City's attorney: Seelbach doesn't have to reimburse city for D.C. trip, but will anyhow

Official, two staffers got $1,218 from city

CINCINNATI -- A Cincinnati city councilman who flew to Washington, D.C., in May with two of his staffers to accept an award at the White House at taxpayer expense doesn’t have to reimburse the city, the city’s attorney has decided.

City Solicitor John Curp sent a letter Friday morning to an anti-tax group that had filed a complaint about the trip.

But Councilman Chris Seelbach said he would repay the city anyhow, to avoid a legal battle with the Coalition Opposed to Additional Spending and Taxes (COAST).

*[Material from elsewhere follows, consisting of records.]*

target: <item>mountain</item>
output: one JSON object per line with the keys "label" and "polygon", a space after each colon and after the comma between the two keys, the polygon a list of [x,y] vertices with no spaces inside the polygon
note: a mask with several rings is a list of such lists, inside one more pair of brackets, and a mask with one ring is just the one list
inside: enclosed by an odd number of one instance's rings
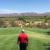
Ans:
{"label": "mountain", "polygon": [[45,12],[45,13],[26,12],[26,13],[0,14],[0,17],[4,17],[4,16],[50,16],[50,12]]}

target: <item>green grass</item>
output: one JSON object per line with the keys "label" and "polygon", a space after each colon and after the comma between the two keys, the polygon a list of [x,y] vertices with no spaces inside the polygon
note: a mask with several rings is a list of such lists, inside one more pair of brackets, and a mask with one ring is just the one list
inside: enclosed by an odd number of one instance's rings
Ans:
{"label": "green grass", "polygon": [[[16,43],[17,34],[19,34],[20,31],[20,28],[0,28],[0,50],[18,50],[19,47]],[[33,32],[29,29],[27,31],[29,34]],[[45,50],[43,43],[46,42],[41,39],[29,37],[28,50]]]}

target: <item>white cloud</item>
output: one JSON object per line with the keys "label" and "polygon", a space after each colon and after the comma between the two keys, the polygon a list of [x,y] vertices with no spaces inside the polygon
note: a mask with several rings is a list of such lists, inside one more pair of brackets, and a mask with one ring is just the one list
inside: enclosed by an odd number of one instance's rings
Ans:
{"label": "white cloud", "polygon": [[17,13],[17,10],[0,9],[0,14],[2,13]]}

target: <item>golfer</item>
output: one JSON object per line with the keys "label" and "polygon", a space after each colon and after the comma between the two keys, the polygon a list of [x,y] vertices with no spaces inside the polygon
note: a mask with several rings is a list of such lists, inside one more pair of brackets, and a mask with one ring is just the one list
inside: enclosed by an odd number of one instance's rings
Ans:
{"label": "golfer", "polygon": [[19,44],[20,50],[26,50],[28,46],[28,36],[25,34],[24,30],[18,36],[17,44]]}

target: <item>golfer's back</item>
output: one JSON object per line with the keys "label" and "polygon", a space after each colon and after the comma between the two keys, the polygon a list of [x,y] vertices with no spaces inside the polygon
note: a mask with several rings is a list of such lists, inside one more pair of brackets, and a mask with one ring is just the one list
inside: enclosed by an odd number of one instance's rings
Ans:
{"label": "golfer's back", "polygon": [[20,43],[27,43],[28,42],[28,36],[25,33],[19,34],[19,42]]}

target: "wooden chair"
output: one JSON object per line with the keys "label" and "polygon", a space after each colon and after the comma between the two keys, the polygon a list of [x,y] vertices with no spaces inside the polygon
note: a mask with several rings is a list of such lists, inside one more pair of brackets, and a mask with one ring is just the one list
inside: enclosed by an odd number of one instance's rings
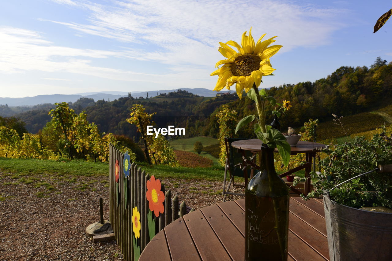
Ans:
{"label": "wooden chair", "polygon": [[[239,166],[235,166],[240,162],[243,162],[242,158],[243,156],[245,157],[252,156],[252,153],[250,151],[245,152],[244,155],[243,153],[238,152],[237,149],[233,148],[231,146],[232,142],[237,140],[240,140],[244,139],[232,139],[230,138],[225,138],[225,144],[226,146],[226,153],[227,157],[226,158],[226,163],[225,165],[225,176],[223,177],[223,190],[222,191],[222,194],[223,195],[223,200],[224,202],[226,199],[226,196],[229,195],[238,195],[239,196],[244,196],[243,193],[237,193],[235,192],[230,192],[229,191],[230,186],[232,185],[233,187],[240,187],[245,188],[247,185],[248,179],[250,178],[251,170],[250,168],[247,168],[245,170],[242,170]],[[247,154],[249,154],[249,155]],[[226,188],[226,180],[227,179],[227,172],[229,174],[230,176],[230,180],[229,182],[229,185],[227,189]],[[234,177],[238,177],[242,178],[245,180],[245,185],[240,185],[236,184],[234,183]]]}

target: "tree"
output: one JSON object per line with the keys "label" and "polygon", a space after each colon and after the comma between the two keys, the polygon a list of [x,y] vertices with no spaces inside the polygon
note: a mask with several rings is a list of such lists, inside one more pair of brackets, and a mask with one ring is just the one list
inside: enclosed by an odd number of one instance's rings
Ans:
{"label": "tree", "polygon": [[156,139],[152,135],[146,135],[147,126],[155,124],[151,119],[156,113],[148,113],[141,104],[135,104],[131,109],[131,117],[127,121],[136,125],[138,132],[142,133],[145,146],[146,157],[149,163],[164,164],[172,167],[179,166],[178,161],[169,142],[161,134]]}
{"label": "tree", "polygon": [[203,144],[200,141],[196,141],[193,146],[193,149],[200,154],[203,150]]}
{"label": "tree", "polygon": [[381,56],[378,56],[376,58],[374,63],[370,66],[371,68],[377,68],[383,65],[387,65],[387,60],[383,60]]}
{"label": "tree", "polygon": [[232,138],[234,135],[234,130],[236,125],[237,112],[229,108],[227,105],[223,105],[222,109],[219,111],[216,116],[219,124],[219,144],[221,152],[219,153],[219,162],[222,166],[225,166],[226,158],[226,146],[225,144],[225,138]]}
{"label": "tree", "polygon": [[59,137],[64,135],[64,144],[68,148],[68,153],[71,159],[73,159],[72,153],[72,143],[74,140],[71,130],[74,120],[76,117],[75,111],[70,109],[67,103],[54,104],[55,109],[51,110],[48,113],[52,117],[54,124],[55,131]]}

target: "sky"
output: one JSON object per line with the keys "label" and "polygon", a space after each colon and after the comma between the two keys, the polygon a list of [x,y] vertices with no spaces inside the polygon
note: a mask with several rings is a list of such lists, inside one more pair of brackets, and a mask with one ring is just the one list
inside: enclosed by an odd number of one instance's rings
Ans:
{"label": "sky", "polygon": [[373,33],[392,8],[385,0],[1,2],[1,97],[212,89],[219,42],[240,43],[251,27],[283,46],[261,87],[392,61],[392,18]]}

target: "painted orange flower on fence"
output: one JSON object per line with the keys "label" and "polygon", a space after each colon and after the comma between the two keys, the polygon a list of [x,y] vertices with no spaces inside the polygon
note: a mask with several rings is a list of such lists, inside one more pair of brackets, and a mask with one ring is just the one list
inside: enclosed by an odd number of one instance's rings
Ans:
{"label": "painted orange flower on fence", "polygon": [[151,176],[149,180],[146,184],[147,192],[146,197],[148,200],[148,206],[150,210],[154,211],[155,216],[158,217],[160,213],[163,213],[165,211],[163,202],[165,201],[165,194],[161,190],[161,181],[155,180],[155,177]]}
{"label": "painted orange flower on fence", "polygon": [[120,166],[119,166],[118,160],[116,160],[116,164],[114,164],[114,177],[116,179],[116,182],[118,182],[118,178],[120,177],[119,173],[120,171]]}
{"label": "painted orange flower on fence", "polygon": [[132,209],[132,229],[135,234],[135,237],[140,237],[140,212],[138,211],[138,207],[135,207]]}

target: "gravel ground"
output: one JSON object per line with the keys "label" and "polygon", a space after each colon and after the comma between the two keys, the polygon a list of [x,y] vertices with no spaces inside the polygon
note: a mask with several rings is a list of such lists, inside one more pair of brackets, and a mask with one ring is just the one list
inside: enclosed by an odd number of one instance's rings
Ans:
{"label": "gravel ground", "polygon": [[[10,174],[0,171],[0,261],[123,260],[115,240],[94,243],[85,232],[99,220],[100,197],[104,218],[108,218],[107,177],[75,180],[44,175],[37,178],[47,183],[40,186],[37,181],[26,184]],[[196,209],[222,200],[221,182],[162,182],[173,196]],[[241,197],[234,196],[227,200]]]}

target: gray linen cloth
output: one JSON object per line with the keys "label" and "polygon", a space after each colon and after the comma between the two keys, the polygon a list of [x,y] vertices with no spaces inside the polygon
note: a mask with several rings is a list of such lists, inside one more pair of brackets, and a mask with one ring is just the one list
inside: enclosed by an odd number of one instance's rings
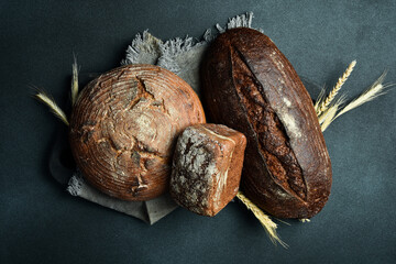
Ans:
{"label": "gray linen cloth", "polygon": [[[121,65],[153,64],[161,66],[186,80],[201,97],[199,65],[209,43],[226,30],[240,26],[251,28],[252,18],[253,13],[250,12],[229,19],[224,28],[216,24],[215,33],[210,29],[207,30],[200,41],[186,36],[185,38],[177,37],[163,42],[151,35],[148,31],[144,31],[143,34],[135,35]],[[155,223],[177,208],[168,194],[148,201],[123,201],[112,198],[88,185],[79,172],[74,173],[68,180],[67,191],[73,196],[142,219],[150,224]]]}

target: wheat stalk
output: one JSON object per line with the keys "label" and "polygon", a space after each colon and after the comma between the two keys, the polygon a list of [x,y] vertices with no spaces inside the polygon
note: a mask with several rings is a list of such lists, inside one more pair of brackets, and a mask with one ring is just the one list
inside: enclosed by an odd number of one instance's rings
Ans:
{"label": "wheat stalk", "polygon": [[322,100],[324,98],[324,94],[326,94],[326,86],[323,86],[323,88],[321,88],[321,90],[319,92],[319,96],[316,99],[316,102],[315,102],[315,106],[314,106],[315,111],[317,112],[318,117],[319,117],[319,113],[318,113],[319,105],[322,102]]}
{"label": "wheat stalk", "polygon": [[48,97],[44,91],[38,91],[35,98],[47,105],[55,117],[61,119],[66,125],[69,125],[65,112],[56,105],[53,98]]}
{"label": "wheat stalk", "polygon": [[74,62],[72,65],[73,76],[72,76],[72,105],[74,106],[78,97],[78,65],[77,57],[74,55]]}
{"label": "wheat stalk", "polygon": [[324,100],[322,100],[320,103],[316,103],[317,107],[315,108],[315,110],[316,110],[318,117],[328,109],[330,103],[333,101],[333,99],[340,91],[343,84],[346,81],[348,77],[351,75],[355,65],[356,65],[356,61],[353,61],[348,66],[345,73],[338,79],[334,88],[330,91],[329,96]]}
{"label": "wheat stalk", "polygon": [[324,130],[330,125],[330,123],[334,120],[336,113],[339,109],[338,105],[332,106],[330,109],[328,109],[328,113],[322,122],[322,124],[320,125],[320,129],[322,132],[324,132]]}
{"label": "wheat stalk", "polygon": [[265,215],[256,205],[253,204],[246,196],[243,195],[242,191],[238,191],[238,199],[240,199],[249,210],[253,212],[253,215],[258,219],[261,224],[264,227],[267,232],[271,241],[276,244],[278,242],[282,246],[288,248],[288,245],[280,240],[278,234],[276,233],[277,224],[271,220],[271,218]]}
{"label": "wheat stalk", "polygon": [[351,101],[350,103],[348,103],[336,117],[340,117],[341,114],[351,111],[352,109],[362,106],[363,103],[371,101],[375,98],[377,98],[378,96],[385,95],[387,92],[387,88],[393,87],[394,85],[383,85],[384,79],[386,76],[386,72],[384,72],[380,78],[374,81],[373,85],[371,85],[369,87],[369,89],[366,89],[362,95],[360,95],[356,99],[354,99],[353,101]]}

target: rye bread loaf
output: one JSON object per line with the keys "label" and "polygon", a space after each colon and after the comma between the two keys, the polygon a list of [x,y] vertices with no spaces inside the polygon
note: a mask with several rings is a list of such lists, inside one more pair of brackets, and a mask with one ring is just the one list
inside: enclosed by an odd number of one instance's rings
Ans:
{"label": "rye bread loaf", "polygon": [[248,139],[241,185],[278,218],[310,218],[330,195],[331,163],[311,98],[275,44],[252,29],[221,34],[202,65],[211,122]]}
{"label": "rye bread loaf", "polygon": [[169,190],[182,207],[213,217],[237,195],[246,138],[222,124],[196,124],[177,139]]}
{"label": "rye bread loaf", "polygon": [[73,108],[69,141],[97,189],[148,200],[168,189],[177,135],[205,122],[189,85],[153,65],[128,65],[89,82]]}

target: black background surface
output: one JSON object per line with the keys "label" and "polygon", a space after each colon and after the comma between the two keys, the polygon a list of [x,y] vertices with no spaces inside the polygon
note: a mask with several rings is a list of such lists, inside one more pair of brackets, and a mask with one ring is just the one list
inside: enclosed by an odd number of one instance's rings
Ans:
{"label": "black background surface", "polygon": [[65,129],[29,85],[67,105],[73,52],[81,72],[119,66],[138,32],[167,40],[245,11],[297,73],[331,87],[358,59],[343,92],[385,68],[396,82],[394,1],[1,1],[0,263],[395,263],[396,90],[324,132],[329,202],[310,223],[279,223],[274,246],[239,202],[209,219],[177,209],[155,226],[69,196],[50,175]]}

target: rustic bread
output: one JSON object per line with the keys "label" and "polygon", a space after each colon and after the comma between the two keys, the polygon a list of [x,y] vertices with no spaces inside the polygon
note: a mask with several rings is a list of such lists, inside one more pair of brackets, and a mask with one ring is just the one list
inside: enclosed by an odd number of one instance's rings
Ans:
{"label": "rustic bread", "polygon": [[221,124],[196,124],[177,140],[170,195],[202,216],[216,216],[238,193],[245,136]]}
{"label": "rustic bread", "polygon": [[69,141],[94,187],[124,200],[148,200],[168,189],[179,132],[202,122],[201,103],[182,78],[153,65],[128,65],[81,91]]}
{"label": "rustic bread", "polygon": [[331,163],[311,98],[292,64],[264,34],[234,29],[202,65],[211,122],[248,139],[242,188],[279,218],[310,218],[330,195]]}

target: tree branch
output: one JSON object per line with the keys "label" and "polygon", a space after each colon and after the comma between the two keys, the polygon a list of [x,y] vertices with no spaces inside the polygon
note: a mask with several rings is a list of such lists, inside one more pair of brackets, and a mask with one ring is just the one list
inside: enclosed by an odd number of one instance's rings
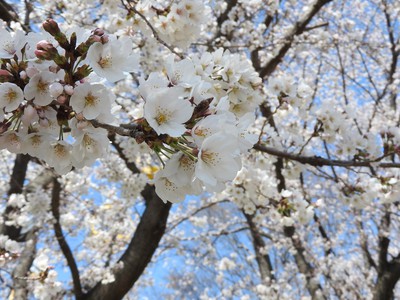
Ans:
{"label": "tree branch", "polygon": [[154,186],[147,185],[142,195],[146,199],[146,209],[135,234],[120,258],[123,267],[115,271],[115,281],[98,283],[85,295],[84,299],[122,299],[142,275],[164,235],[171,203],[163,204]]}
{"label": "tree branch", "polygon": [[365,160],[365,161],[354,161],[354,160],[336,160],[336,159],[326,159],[320,156],[302,156],[285,151],[277,150],[275,148],[263,146],[260,144],[255,144],[253,149],[259,150],[270,155],[297,161],[302,164],[308,164],[315,167],[323,166],[337,166],[337,167],[370,167],[377,166],[380,168],[400,168],[400,163],[383,163],[378,160]]}
{"label": "tree branch", "polygon": [[304,31],[307,30],[308,24],[314,18],[314,16],[321,10],[321,8],[326,5],[327,3],[331,2],[332,0],[317,0],[315,1],[314,5],[312,6],[311,10],[304,15],[300,21],[298,21],[290,31],[290,33],[284,38],[284,44],[280,47],[277,51],[278,54],[269,60],[267,64],[260,70],[260,77],[265,78],[271,75],[271,73],[276,69],[279,63],[283,60],[286,53],[292,46],[293,40],[295,36],[302,34]]}
{"label": "tree branch", "polygon": [[58,182],[57,178],[53,178],[53,190],[51,195],[51,211],[53,213],[54,222],[54,233],[56,235],[58,244],[60,245],[61,251],[67,260],[68,267],[71,271],[72,282],[74,284],[74,294],[76,299],[82,299],[82,285],[79,277],[78,266],[76,265],[74,255],[69,247],[67,241],[64,238],[64,234],[60,224],[60,194],[61,194],[61,184]]}

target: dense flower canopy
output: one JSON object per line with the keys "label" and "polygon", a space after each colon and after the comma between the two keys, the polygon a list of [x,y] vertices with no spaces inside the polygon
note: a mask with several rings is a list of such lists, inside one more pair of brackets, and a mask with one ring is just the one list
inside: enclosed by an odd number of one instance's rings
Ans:
{"label": "dense flower canopy", "polygon": [[0,5],[0,298],[400,295],[399,1]]}

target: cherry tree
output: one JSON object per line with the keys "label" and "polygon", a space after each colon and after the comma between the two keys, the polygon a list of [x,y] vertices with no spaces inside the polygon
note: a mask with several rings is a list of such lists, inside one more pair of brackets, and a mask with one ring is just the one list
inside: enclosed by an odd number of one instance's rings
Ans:
{"label": "cherry tree", "polygon": [[394,299],[400,3],[0,0],[5,299]]}

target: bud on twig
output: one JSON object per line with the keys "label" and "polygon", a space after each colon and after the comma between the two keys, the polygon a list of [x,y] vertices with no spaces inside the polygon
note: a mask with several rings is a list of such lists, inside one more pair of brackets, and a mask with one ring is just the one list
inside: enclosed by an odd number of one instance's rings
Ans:
{"label": "bud on twig", "polygon": [[80,66],[74,73],[74,81],[79,81],[85,77],[88,77],[92,73],[92,69],[89,65]]}
{"label": "bud on twig", "polygon": [[58,24],[53,19],[47,19],[43,22],[43,29],[50,33],[65,50],[70,50],[71,46],[64,33],[61,32]]}
{"label": "bud on twig", "polygon": [[36,44],[35,55],[39,59],[53,60],[58,55],[58,51],[52,43],[43,40]]}

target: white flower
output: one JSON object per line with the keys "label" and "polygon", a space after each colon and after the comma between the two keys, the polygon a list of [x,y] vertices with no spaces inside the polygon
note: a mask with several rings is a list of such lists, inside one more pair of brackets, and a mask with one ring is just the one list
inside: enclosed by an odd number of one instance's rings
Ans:
{"label": "white flower", "polygon": [[201,146],[204,139],[218,132],[225,132],[230,135],[237,135],[235,126],[236,118],[232,113],[211,115],[199,121],[192,129],[192,137],[198,146]]}
{"label": "white flower", "polygon": [[167,201],[178,203],[185,200],[186,195],[190,194],[189,186],[177,186],[164,174],[163,171],[164,170],[158,171],[154,178],[154,186],[157,195],[164,201],[164,203],[167,203]]}
{"label": "white flower", "polygon": [[49,266],[49,258],[46,254],[40,254],[33,261],[33,265],[38,268],[40,271],[44,271]]}
{"label": "white flower", "polygon": [[0,29],[0,58],[13,58],[24,47],[24,37],[22,31],[12,36],[7,30]]}
{"label": "white flower", "polygon": [[21,153],[23,136],[17,131],[8,131],[0,135],[0,149],[6,148],[12,153]]}
{"label": "white flower", "polygon": [[132,45],[127,36],[110,38],[106,44],[94,43],[88,51],[90,66],[111,82],[121,80],[125,78],[124,72],[132,72],[139,65],[139,56],[132,52]]}
{"label": "white flower", "polygon": [[46,106],[53,101],[49,86],[56,80],[56,74],[43,71],[34,75],[25,86],[24,94],[26,99],[33,100],[36,105]]}
{"label": "white flower", "polygon": [[[194,188],[192,193],[198,194],[201,192],[201,187],[198,185],[198,181],[194,183],[195,166],[194,160],[182,152],[178,152],[167,161],[163,174],[177,186],[192,185]],[[195,190],[197,192],[194,192]]]}
{"label": "white flower", "polygon": [[146,98],[144,117],[158,134],[178,137],[186,131],[183,124],[192,116],[193,107],[181,95],[182,89],[175,87],[160,89]]}
{"label": "white flower", "polygon": [[200,76],[196,75],[194,64],[190,59],[186,58],[178,62],[174,59],[173,55],[169,56],[165,66],[168,78],[173,85],[190,88],[200,82]]}
{"label": "white flower", "polygon": [[196,164],[196,177],[210,186],[233,180],[241,169],[241,161],[233,155],[237,138],[217,133],[203,141]]}
{"label": "white flower", "polygon": [[6,112],[13,111],[23,100],[24,94],[18,85],[9,82],[0,84],[0,109],[4,108]]}
{"label": "white flower", "polygon": [[143,78],[139,79],[139,92],[144,99],[146,99],[151,93],[159,90],[160,88],[167,88],[169,81],[165,76],[160,73],[152,72],[147,80]]}
{"label": "white flower", "polygon": [[22,148],[32,156],[44,159],[50,150],[50,139],[42,132],[32,132],[24,138]]}
{"label": "white flower", "polygon": [[111,109],[108,96],[104,85],[83,83],[75,88],[70,105],[76,113],[92,120]]}
{"label": "white flower", "polygon": [[45,160],[58,174],[66,174],[72,169],[71,158],[71,145],[65,141],[57,141],[51,145]]}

"I refuse to spend tens of thousands of city, taxpayer dollars successfully defending a frivolous lawsuit from COAST over a $1,218.59 expense from White House Champion of Change trip," Seelbach wrote in an email.

"Even though the city's Law Department wants to go forward because the lawsuit is so frivolous, it's worth $1,218.59 of my personal money to save the city $30,000," Seelbach wrote. "So I'm writing a check today."

Like all City Council members, Seelbach is running for reelection. His email also makes a pitch for campaign donations.

"COAST will continue to attack me," Seelbach wrote. "Will you stand with me by making a final contribution to our campaign effort? Whether it's $25, $50, $250 or even $1,100. Every single dollar matters."

Attorney Chris Finney, a COAST leader, is satisfied with the outcome.

"He is paying the city back because of our letter," Finney said. "We saved $1,218 for the taxpayers."

Seelbach, the first openly gay politician to be elected to City Council, went to D.C. to accept the 2013 Harvey Milk “Champion of Change” Award.

Seelbach and his staff submitted vouchers about three weeks after the trip, seeking to be reimbursed a total of $1,218.

In Curp’s letter, he told COAST the trip benefited the city through good publicity and was a legitimate expense under the city’s charter.

“Reimbursement of an elected official and two employees for travel that benefits the city does not create any serious public injury,” the letter stated.

“At most, your letter complains that the approval and acceptance of the reimbursement is invalid because it occurred after the travel date,” Curp added. “That complaint alone is insufficient to have standing to bring this claim under Ohio law.”

Finney asked Curp in August to seek the reimbursement.

Under Ohio law, if Curp doesn't agree to get the money back, COAST may be able to sue the city on the taxpayers’ behalf. The tactic has been used by COAST against the city on at least four occasions in the past.

Generally, the Cincinnati Municipal Code requires that any council member get approval for travel expenses before he or she takes a trip, not afterward.

Travel is reimbursed if the person is conducting official city business.

In his letter, Curp said the White House’s restrictions on making the award known publicly was sufficient to explain why Seelbach didn’t seek prior approval.

“That is understandable given the fact that Councilmember Seelbach and his staff were instructed by the White House to not reveal the award until May 20, one day before they were supposed to depart for Washington, D.C.,” Curp wrote.

But that’s not what the White House notification stated.

A copy of the notice obtained by WCPO shows it was emailed to Seelbach on May 11. It stated, “Please do not share news of your nomination with members of the press or over social media.”

The notice added, “The White House will issue a list … one week prior to the event.”

Seelbach and staffers Shirley Dunham and Jon Harmon took the trip May 21-22, flying to Washington, D.C., from Louisville.

Seelbach and Dunham submitted their vouchers sometime between June 5 and June 13; Harmon submitted his voucher June 13.

Four City Council members signed off on the requests, letting Seelbach and his staffers get reimbursed for their airfare and hotel rooms.

The councilmembers were Yvette Simpson, Christopher Smitherman, Pamula Thomas and Wendell Young.

Curp’s letter also stated, “The city of Cincinnati is dedicated to equality for all. Demonstrating this fact to the public – especially on a national scale – not only improves the reputation of the city, but it also helps the city attract tourists, business, residents and employers.”

The Harvey Milk award recognizes community leaders who show a commitment to equality and public service.

The award is named for Milk, a politician who became the first openly gay person elected to public office in California when he won a seat on the San Francisco Board of Supervisors in 1978. A disgruntled ex-colleague assassinated Milk 11 months into his term.